The government has so far not responded directly to the accusations that it has not been doing enough, although it acknowledged that it had been overwhelmed by the disaster. "We are concentrating on massive relief operations. The system is overwhelmed, local government units are overwhelmed," said Anthony Golez, a spokesman for the National Disaster Coordinating Council.

President Arroyo, meanwhile, has ordered all government agencies to allot all the resources they could muster to help the survivors, even declaring that she would allow the use of the presidential palace compound as an emergency relief center.

Teodoro, the chairman of the National Disaster Coordinating Council, said: "We feel their anger and pain but it is physically impossible to reach each and everyone with the conditions that we face.”

The government has also appealed for more help. "We are appealing for international humanitarian assistance," Teodoro said Monday. "The potential for a more serious situation is there and we cannot wait for that to happen."

Environmentalists have cautioned that the government needs to be ahead of the curve, as escalating climate change will almost certainly send increasingly severe weather toward the Philippines.

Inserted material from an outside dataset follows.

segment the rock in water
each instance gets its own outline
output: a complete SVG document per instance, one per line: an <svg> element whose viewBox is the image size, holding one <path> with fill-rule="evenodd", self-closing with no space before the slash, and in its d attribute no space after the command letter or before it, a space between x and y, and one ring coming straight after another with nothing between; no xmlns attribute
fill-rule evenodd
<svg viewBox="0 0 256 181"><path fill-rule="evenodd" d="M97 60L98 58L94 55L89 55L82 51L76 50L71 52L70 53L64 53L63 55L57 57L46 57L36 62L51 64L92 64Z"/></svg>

Scientists and experts “have warned that the Philippines will experience extreme weather events, floods, landslides and worsening poverty because of climate change. This should have prompted the Arroyo government to map out plans and policies to lessen and help its people adapt to these problems. However, these warnings were left unheeded by the government as proven by the poor response and the magnitude of suffering and destruction the Filipinos experienced due to the recent disaster," said Meggie Nolasco, an activist with the nonprofit Philippine Climate Watch Alliance.

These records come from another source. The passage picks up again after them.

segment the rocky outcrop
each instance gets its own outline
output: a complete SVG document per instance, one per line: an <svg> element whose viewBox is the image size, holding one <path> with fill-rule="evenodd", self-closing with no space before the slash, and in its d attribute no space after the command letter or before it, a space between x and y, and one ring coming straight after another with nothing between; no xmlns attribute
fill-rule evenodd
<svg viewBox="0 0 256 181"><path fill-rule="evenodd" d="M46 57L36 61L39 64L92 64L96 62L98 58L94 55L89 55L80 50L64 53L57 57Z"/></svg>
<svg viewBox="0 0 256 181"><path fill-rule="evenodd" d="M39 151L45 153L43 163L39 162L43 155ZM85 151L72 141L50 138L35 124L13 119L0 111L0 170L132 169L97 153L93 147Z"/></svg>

Indeed, survivors of the disaster, while thankful for the relief goods that have been coming their way, criticize the government for not warning residents early enough about the flood or for not having enough resources to deal with the calamity.

Survivors stayed overnight on the rooftops of their houses waiting to be rescued as the water swelled below them. Hundreds remained trapped inside their homes on Monday. Various media reports say survivors have been seething with anger at the government for not doing enough and for not coming quickly enough. On radio programs, residents called in to lambaste the administration. A congressman, Teofisto Guingona III, resurrected his earlier allegation that President Arroyo had spent more than 800 million pesos of disaster emergency funds on her travels abroad, an allegation the administration had denied. The attack on Arroyo has become such that Filipinos circulate on Facebook a video of a person purported to be one of her sons shown buying liquor at the height of the storm. In a photo also circulating on Facebook, Arroyo is shown visiting a flooded neighborhood in pink boots.

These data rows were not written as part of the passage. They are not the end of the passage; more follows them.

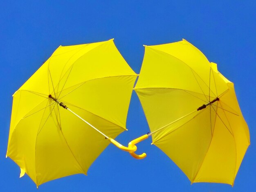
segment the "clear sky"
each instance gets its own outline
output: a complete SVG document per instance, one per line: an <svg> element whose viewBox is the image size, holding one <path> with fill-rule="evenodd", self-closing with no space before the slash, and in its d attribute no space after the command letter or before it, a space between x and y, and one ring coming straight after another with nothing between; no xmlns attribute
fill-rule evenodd
<svg viewBox="0 0 256 192"><path fill-rule="evenodd" d="M106 40L115 42L131 68L139 73L143 45L184 38L198 48L235 83L249 127L251 145L232 188L226 184L191 185L184 174L148 139L138 145L142 160L110 145L88 176L76 175L47 182L41 191L255 191L256 138L255 1L5 0L0 2L0 190L36 191L27 175L5 159L12 95L60 45ZM129 130L117 140L126 144L149 131L133 93Z"/></svg>

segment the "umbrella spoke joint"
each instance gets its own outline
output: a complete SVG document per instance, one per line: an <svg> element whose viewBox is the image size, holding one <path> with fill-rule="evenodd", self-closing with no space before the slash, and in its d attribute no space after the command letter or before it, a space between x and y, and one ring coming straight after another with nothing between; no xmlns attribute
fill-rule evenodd
<svg viewBox="0 0 256 192"><path fill-rule="evenodd" d="M56 102L57 102L58 104L59 104L61 107L62 107L63 108L64 108L64 109L67 109L67 107L63 103L60 102L56 98L55 98L54 97L53 97L52 96L52 95L49 95L49 98L51 98L53 100L54 100Z"/></svg>
<svg viewBox="0 0 256 192"><path fill-rule="evenodd" d="M210 101L210 102L208 103L207 103L206 104L203 105L202 106L201 106L201 107L199 107L197 109L198 111L200 111L200 110L206 108L207 106L209 105L212 104L213 103L217 101L218 101L220 99L217 97L215 99L214 99L214 100L212 100L211 101Z"/></svg>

Analysts even went so far as to say that the government’s inadequate response could worsen the unpopularity of President Arroyo, who, as it is, is the most unpopular president in the country’s history since the dictator Ferdinand Marcos because of the many corruption scandals she has been facing since 2004.

"This will have a big political impact on the government," said Ramon Casiple, executive director of the Institute for Political and Electoral Reform, according to Reuters. "People are wondering how the government spent its budget for flood control projects. The government was caught unprepared by the heavy rain brought by the typhoon," Casiple said.

For victims like Alwyn Alburo, an editor at GMA, a television network, the havoc Ketsana wrought on Manila was an occasion to reassess whatever attraction the metropolis held for him. “We’re planning to move back to the provinces,” Alburo told GlobalPost on Monday.

Alburo’s house in Marikina was completely flooded on Saturday, in a situation that he described as “like scenes from the apocalypse.” All of his belongings inside the house were destroyed. He lost, too, his Labrador. “She loved to swim but that was in the beach. I’m not sure whether she likes it in floodwater,” Alburo said. “I hope somebody finds her.”